AP Language Arts classes analyze text by putting on a mock trial

During Mrs. Emilie Cavolt’s eighth period AP Language Arts class April 19, Sophia Punsalan delivers her speech to the “jury” – a panel made up of her peers – in an attempt to prosecute the “defendant,” Margaret Macomber, during the class’ Mock Trial project. Photo by Alexis Dashnyam

As she began her speech, Sophia Punsalan had one thing on her mind, to prosecute Margaret Macomber with a charge of voluntary manslaughter.

“To be honest, when I was presenting I was super nervous but I think everyone was,” Punsalan said.

The AP Language Arts classes have been working toward their mock trial project since the end of March. The mock trial was a way to analyze a short story by Ernest Hemmingway called “The Short Happy Life of Francis Macomber.” A story of which was about a married couple, Francis and Margaret Macomber, who went on a hunting trip with a professional guide, Robert Wilson. Except there’s a twist, Francis Macomber did not come out alive.

Before spring break, students were asked to group into eight teams of four to five people. After the groups were finalized, one select team member drew a number between one and eight. This number determined the order in which each group would get to select the case number they would like to work on. The cases would focus on who was responsible for the death of Macomber. There were two groups to a case.

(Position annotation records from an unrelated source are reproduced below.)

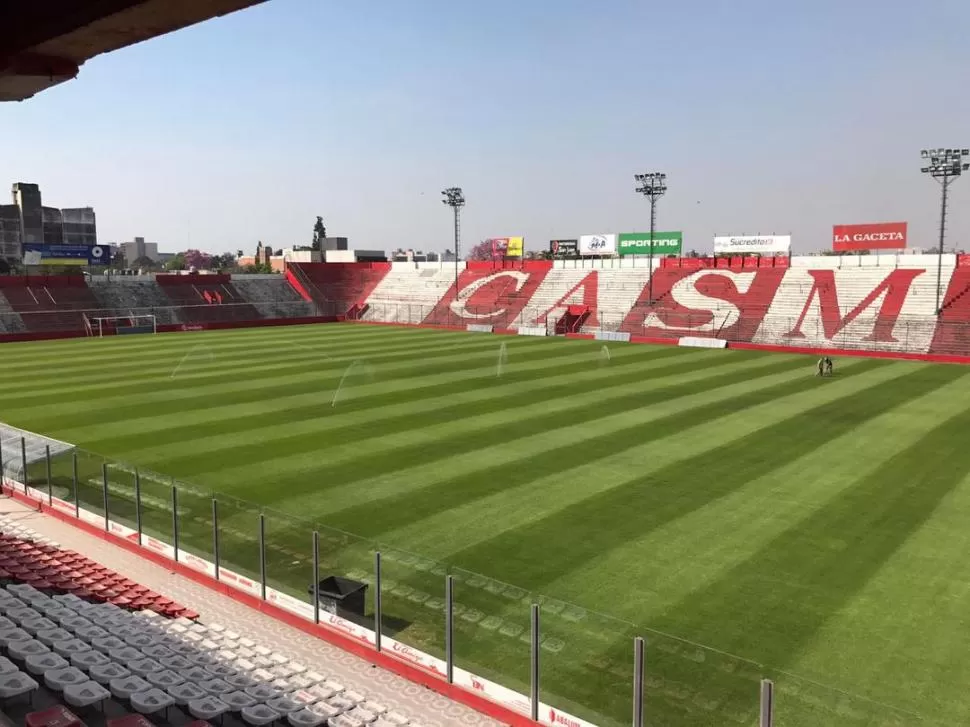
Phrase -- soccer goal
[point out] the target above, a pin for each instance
(120, 325)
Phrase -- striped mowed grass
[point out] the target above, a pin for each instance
(746, 517)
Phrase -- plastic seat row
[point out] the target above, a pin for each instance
(51, 569)
(90, 653)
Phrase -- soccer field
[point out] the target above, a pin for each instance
(746, 517)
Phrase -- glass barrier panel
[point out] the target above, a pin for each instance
(36, 469)
(688, 685)
(586, 663)
(90, 493)
(62, 475)
(346, 577)
(121, 494)
(413, 600)
(800, 702)
(195, 520)
(156, 505)
(289, 555)
(239, 537)
(492, 630)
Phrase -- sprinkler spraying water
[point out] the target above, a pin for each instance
(191, 354)
(503, 360)
(357, 370)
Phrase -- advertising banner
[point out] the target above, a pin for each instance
(597, 244)
(564, 248)
(503, 247)
(499, 247)
(731, 244)
(638, 243)
(81, 255)
(873, 236)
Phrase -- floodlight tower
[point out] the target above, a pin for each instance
(455, 199)
(944, 165)
(652, 185)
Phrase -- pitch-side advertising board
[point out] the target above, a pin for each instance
(872, 236)
(638, 243)
(739, 244)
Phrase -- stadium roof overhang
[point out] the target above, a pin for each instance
(45, 42)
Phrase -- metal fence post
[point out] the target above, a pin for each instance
(23, 457)
(534, 669)
(262, 555)
(316, 577)
(50, 487)
(77, 504)
(138, 524)
(638, 682)
(215, 535)
(377, 600)
(450, 628)
(767, 703)
(175, 521)
(104, 493)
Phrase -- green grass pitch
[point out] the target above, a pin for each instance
(746, 517)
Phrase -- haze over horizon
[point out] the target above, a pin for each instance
(766, 118)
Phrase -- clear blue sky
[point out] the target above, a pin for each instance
(767, 115)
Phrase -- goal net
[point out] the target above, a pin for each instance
(20, 448)
(120, 325)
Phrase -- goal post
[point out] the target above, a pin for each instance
(121, 325)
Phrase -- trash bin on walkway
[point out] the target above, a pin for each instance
(343, 597)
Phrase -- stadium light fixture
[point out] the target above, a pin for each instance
(455, 198)
(944, 165)
(652, 185)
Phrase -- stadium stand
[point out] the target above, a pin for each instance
(340, 289)
(878, 303)
(49, 303)
(120, 296)
(206, 298)
(273, 297)
(10, 320)
(76, 658)
(865, 303)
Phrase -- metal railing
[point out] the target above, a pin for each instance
(541, 656)
(55, 321)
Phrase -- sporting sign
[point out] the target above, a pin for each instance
(638, 243)
(81, 255)
(597, 244)
(564, 248)
(737, 244)
(872, 236)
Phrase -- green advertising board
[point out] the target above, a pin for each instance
(638, 243)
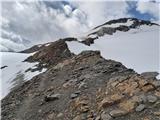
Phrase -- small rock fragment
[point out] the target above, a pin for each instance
(118, 113)
(140, 107)
(60, 115)
(157, 113)
(73, 95)
(151, 98)
(51, 97)
(105, 116)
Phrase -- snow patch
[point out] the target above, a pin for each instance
(15, 64)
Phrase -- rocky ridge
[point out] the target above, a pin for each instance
(83, 87)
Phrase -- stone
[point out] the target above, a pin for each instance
(52, 97)
(157, 113)
(156, 83)
(82, 85)
(157, 93)
(140, 98)
(147, 88)
(151, 98)
(128, 105)
(98, 118)
(60, 115)
(105, 102)
(149, 75)
(105, 116)
(140, 107)
(117, 113)
(116, 97)
(73, 95)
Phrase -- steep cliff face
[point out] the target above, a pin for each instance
(82, 86)
(85, 86)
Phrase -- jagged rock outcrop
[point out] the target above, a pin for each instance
(83, 87)
(51, 54)
(103, 29)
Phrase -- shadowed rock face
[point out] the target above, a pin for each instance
(51, 54)
(82, 87)
(102, 30)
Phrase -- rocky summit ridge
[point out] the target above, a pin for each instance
(82, 87)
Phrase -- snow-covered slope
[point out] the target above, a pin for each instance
(15, 68)
(136, 48)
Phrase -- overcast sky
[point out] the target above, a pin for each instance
(42, 21)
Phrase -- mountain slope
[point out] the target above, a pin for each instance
(81, 83)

“We got into groups for choosing what case and if we wanted to be prosecution or defense. Once we picked our cases, each person in the group was responsible for one part of the speech,” Punsalan said. “One person for [the] opening statement, the first argument, the second argument, the rebuttal, and the closing statement.”

After each group had chosen their preferred cases, they then had to get together with the other team and decide who would represent the prosecution and who would represent the defense. If both sides could not come to an agreement, posing as the judge, Mrs. Emilie Cavolt flipped a coin to make things fair.

Once cases and sides were finalized, students picked pieces from the text or the internet to help argue their side. They finally began trials in the library April 18 and they ran to April 25.